Why Haven't You Started Using Real-Time Statistics?
By Craig S. Mullins

To maintain efficient production DB2-based systems, you must periodically monitor the DB2 objects that make up those systems. This type of monitoring is an essential component of post-implementation duties because the production environment is dynamic. Fluctuations in business activity, changes in data access patterns, or lack of attention to administrative needs can cause a system to perform inadequately. An effective strategy for monitoring DB2 objects in the production environment will catch and forestall problems before they affect performance.

One type of DB2 database object monitoring is to query the DB2 Catalog tables. This approach requires regular RUNSTATS executions to keep your statistics up-to-date in the catalog. If you don’t do that, then your catalog queries will be returning outdated information about your database objects.

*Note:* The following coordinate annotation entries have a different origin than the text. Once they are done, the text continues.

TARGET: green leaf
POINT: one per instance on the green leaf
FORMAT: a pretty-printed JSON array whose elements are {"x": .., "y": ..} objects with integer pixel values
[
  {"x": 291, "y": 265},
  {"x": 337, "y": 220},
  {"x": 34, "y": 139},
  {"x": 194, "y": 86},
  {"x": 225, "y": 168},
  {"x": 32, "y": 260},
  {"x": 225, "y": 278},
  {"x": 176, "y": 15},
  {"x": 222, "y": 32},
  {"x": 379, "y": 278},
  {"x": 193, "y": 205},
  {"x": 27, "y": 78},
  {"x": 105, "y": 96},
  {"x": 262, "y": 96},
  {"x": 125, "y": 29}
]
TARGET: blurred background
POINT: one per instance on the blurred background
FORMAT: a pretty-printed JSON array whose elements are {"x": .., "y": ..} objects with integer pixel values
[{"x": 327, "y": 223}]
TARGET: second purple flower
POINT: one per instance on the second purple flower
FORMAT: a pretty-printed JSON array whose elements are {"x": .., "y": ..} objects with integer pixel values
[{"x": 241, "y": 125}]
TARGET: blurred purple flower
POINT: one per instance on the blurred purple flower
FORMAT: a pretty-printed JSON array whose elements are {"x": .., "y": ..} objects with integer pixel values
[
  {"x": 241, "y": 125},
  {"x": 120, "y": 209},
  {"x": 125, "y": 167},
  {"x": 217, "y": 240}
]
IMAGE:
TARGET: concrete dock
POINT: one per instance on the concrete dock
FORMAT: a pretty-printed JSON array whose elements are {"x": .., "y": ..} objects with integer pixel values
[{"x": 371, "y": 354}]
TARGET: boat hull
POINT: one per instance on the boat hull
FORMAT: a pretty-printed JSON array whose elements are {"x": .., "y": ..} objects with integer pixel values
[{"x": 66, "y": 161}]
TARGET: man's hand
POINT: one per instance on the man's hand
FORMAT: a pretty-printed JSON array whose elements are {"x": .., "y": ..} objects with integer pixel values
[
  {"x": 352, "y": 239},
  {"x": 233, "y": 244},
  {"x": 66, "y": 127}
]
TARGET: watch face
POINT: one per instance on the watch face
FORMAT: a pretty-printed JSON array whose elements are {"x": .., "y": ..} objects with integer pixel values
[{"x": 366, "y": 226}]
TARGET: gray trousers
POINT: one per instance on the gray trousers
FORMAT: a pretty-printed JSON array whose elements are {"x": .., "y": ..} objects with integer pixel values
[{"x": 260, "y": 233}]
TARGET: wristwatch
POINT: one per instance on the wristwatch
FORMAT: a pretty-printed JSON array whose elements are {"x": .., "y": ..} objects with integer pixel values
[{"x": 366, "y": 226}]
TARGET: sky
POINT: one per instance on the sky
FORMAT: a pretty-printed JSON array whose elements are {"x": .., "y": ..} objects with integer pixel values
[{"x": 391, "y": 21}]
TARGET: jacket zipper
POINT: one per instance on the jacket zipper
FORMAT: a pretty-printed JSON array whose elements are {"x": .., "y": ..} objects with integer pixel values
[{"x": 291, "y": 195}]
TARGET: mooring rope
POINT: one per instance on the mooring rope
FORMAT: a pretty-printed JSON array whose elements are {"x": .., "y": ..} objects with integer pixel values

There is, however, a relatively newer feature of DB2 that delivers real time statistics providing up-to-date information about DB2 database objects. This feature is called, appropriately enough, Real Time Statistics, or RTS for short.

There is a general wariness “out there” precluding widespread adoption and implementation of RTS. My very unscientific polling of DB2 user group attendees indicates that only a smattering of DB2 shops are using RTS. This is a shame because RTS delivers autonomic capabilities that help to reduce CPU (by eliminating some RUNSTATS jobs) and more up-to-date administration statistics for scheduling your DB2 utilities.

Perhaps after reading this column you will re-think your stance if yours is one of the shops that has yet to embrace RTS.

Autonomic Statistics

Real Time Statistics (RTS) is one of the first steps in IBM’s grand plans to automate parts of DB2 database administration. Introduced after the general availability of Version 7, but before Version 8, RTS provides functionality that maintains statistics about DB2 databases “on the fly,” without having to run a utility program.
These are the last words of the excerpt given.